Caroline July 27, 2020, 7:26 am

Hi Laura, banks don’t provide mortgages to foreigners. In our posts, we wrote about using a cash-out refinance of US property and our self-directed retirement accounts to fund our purchases.

Ronald August 9, 2019, 8:39 pm

Great information on purchasing property in Costa Rica. I plan to visit Gaunacaste area in the future for a week or two. Also, thanks for explaining what a HELOC is. Taramindo sound like a place to vacation and relax.

Caroline August 9, 2019, 10:06 pm

Hi Ronald, thanks for the kind words — I’m glad the post was helpful. Tamarindo is a lovely vacation spot and long-term place too (I’m a beach lover so I’m biased). If you have questions about Costa Rica or real estate, let us know as many of our blog topics are inspired by reader questions!

Jason Wright October 2, 2020, 3:10 pm

Iam interested in finding a private loan lender to purchase a home in Jacó. The article mentioned private loans were used. I am interested in finding a trustworthy company. Funding Stone LLC is one that hit me up, but they sound like a scam. Thank you!

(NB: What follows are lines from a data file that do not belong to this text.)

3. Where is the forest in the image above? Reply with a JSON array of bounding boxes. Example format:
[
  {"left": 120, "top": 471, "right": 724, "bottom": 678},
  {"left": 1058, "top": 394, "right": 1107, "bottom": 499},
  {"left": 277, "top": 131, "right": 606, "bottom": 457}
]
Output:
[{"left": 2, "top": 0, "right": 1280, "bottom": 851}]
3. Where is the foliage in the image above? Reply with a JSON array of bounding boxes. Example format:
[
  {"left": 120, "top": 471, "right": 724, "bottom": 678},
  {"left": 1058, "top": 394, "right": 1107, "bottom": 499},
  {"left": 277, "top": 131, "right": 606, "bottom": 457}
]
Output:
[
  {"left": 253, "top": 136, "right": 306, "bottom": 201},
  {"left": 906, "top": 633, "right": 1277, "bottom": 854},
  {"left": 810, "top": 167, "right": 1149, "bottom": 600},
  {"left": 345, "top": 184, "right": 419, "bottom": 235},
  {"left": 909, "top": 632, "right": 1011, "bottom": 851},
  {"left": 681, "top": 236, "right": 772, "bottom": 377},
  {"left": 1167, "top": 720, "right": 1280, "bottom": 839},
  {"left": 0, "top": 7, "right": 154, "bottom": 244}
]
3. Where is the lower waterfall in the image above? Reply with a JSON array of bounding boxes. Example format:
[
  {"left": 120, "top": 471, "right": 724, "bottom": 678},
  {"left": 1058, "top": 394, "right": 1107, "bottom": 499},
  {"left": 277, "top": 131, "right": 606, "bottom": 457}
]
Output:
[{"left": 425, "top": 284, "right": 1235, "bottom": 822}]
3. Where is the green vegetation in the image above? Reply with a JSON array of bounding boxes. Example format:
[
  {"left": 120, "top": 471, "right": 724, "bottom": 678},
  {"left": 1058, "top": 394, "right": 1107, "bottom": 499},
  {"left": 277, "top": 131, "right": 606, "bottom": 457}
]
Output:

Caroline October 2, 2020, 3:27 pm

We have only done private loans with people that we know. Yes, there are private lending companies out there, but we haven’t used any firsthand, and we didn’t use private loans for any of our CR properties. You might review your existing connections — maybe you have a retired friend or a business-minded friend who is sitting on money making no interest in the bank, and they would be interested in being your lender. Bigger Pockets is an online real estate community, and I have found good suggestions there. Good luck!

Dom March 8, 2021, 5:48 pm

How are you determining (without MLS in CR) the value of the home? They ask for $400K just because they believe it is worth that price point. Most don’t seem to have a P&L to back ROI.

Caroline March 21, 2021, 3:56 pm

This is a great question, and something we struggled with. There is no MLS so you have to do your own research. I’m working on a blog on this topic — thanks for the inspiration. Stay tuned!

Arthi May 23, 2021, 10:32 pm

Hi Caroline,

Love this blog! I am looking into buying in Tamarindo and am curious if you could share a recommendation on a local lawyer. Also, I believe I toured your condo that is for sale (I recognized it from the pictures). How are you feeling about the Tamarindo condo investment now?

Caroline May 24, 2021, 8:54 am

Hi Arthi, I’m so glad you’re loving the blog — thank you! We work with Jim Reilly, who we profiled here: https://costaricafire.com/profile/from-connecticut-to-costa-rica-jim-reilly-lives-and-works-in-tamarindo/. Regarding our CR investments, we’re still very bullish on both condos and homes. We actually weren’t anticipating selling anything, but then we had an idea from writing the blog on Should We Sell: https://costaricafire.com/real-estate/the-costa-rica-real-estate-market-is-hot-should-we-sell/. As we explored our options, we came up with a better way to structure our investment so floated a sale of one of our condos to our property manager, and we got a strong offer within a few weeks. We’ll blog about the details when their finalized!